Yes, you are correct. But the reason for the murders was that those people had found out about the book that was hidden in the secret room containing 'dangerous books' (which was common practice in those days). Most of the people who died, did so by poisoning themselves. The librarian had soaked the pages in poison to ensure that the secrets were kept in case someone would gain access and read it (and licked their fingers turning the pages).

The secret book was the core of the story.


----------



## Indagator (Mar 1, 2011)

Turns out I still have the game somewhere in my archives, so I thought I would offer in the rare chance anybody actually wants it, that anybody who so desires may PM me if they want it.

I have checked the Summa Theologica and the (Tridentine) Catechism and find nothing outlawing humour. Furthermore, Aquinas recommends a good sense of humour in several of his writings.

Not sure what Eco based his claims that the RCC outlawed humour in the Middle Ages upon...

 lol.


----------



## Bruno@MT (Mar 1, 2011)

IIRC, the decision was made by the Librarian that that was a subversive book. Banning of books was commonplace until half of the previous century, although by then that had lost its teeth. In the dark ages, banned books were serious business. However, because books were also rare and hard to copy, and the RCC never knew when they would need them, they kept private copies in a place that was only accessible to a couple of people.

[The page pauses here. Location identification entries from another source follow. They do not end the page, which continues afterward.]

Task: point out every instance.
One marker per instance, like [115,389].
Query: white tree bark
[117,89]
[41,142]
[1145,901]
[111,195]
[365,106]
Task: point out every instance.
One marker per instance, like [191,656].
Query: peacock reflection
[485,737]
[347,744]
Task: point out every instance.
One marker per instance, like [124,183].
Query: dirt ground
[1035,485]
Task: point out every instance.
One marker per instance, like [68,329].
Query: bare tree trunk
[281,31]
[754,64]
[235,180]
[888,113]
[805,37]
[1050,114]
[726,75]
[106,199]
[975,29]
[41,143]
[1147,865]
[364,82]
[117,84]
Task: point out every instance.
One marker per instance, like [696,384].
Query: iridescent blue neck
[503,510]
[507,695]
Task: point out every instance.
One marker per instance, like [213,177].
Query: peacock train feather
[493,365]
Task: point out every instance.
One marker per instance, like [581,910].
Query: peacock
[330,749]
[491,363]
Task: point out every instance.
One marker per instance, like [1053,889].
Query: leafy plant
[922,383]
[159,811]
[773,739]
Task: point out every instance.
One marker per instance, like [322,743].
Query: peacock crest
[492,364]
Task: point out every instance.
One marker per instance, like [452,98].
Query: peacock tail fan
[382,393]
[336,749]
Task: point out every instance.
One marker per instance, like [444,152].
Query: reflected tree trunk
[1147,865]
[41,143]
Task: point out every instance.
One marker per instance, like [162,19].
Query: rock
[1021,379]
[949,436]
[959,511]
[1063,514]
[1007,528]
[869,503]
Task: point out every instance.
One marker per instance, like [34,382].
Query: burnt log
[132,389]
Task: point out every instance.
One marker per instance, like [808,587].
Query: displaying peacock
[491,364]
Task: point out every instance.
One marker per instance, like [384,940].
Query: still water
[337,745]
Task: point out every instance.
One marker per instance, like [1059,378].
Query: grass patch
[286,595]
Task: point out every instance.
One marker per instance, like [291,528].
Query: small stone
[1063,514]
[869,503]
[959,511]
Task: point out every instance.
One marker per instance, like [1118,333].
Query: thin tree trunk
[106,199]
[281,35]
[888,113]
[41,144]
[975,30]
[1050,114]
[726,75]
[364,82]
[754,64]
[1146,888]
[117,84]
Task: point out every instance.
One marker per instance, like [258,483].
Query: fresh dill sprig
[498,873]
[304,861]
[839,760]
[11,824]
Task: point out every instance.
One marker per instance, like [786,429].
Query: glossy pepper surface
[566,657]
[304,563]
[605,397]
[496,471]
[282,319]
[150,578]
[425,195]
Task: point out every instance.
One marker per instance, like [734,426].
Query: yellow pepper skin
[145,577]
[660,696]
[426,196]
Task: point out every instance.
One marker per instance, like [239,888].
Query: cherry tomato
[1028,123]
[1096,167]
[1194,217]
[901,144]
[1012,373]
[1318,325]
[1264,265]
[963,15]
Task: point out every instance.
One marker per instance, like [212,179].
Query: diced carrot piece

So in that regard the story is correct.
However I don't know how much freedom an individual librarian had to ban books additionally to the official RCC index of banned books. That could be literary freedom on the part of Umberto Eco.


----------



## Indagator (Mar 2, 2011)

Lol. I don't really want to take this thread too far off topic, but suffice it to say I am well versed in the Index - it's existence is not what I am disputing, however the context and purpose differ greatly in reality as opposed to fiction!

That being said, I do appreciate the sentiment behind your comments, but truth be told it is more of a protestant thing to be dry, humourless, and sober than a Catholic thing. I state this as one who knows, not an outside commentary coupled with assumptive reasoning!

Anyway, like I said not looking to digress here. Feel free to PM if you wish to continue discussion about any issues raised, I am always open to dialogue in a friendly manner.


----------



## ElfTengu (Mar 2, 2011)

Well all I can say is:


----------



## Indagator (Mar 4, 2011)

gotta love that Python.


----------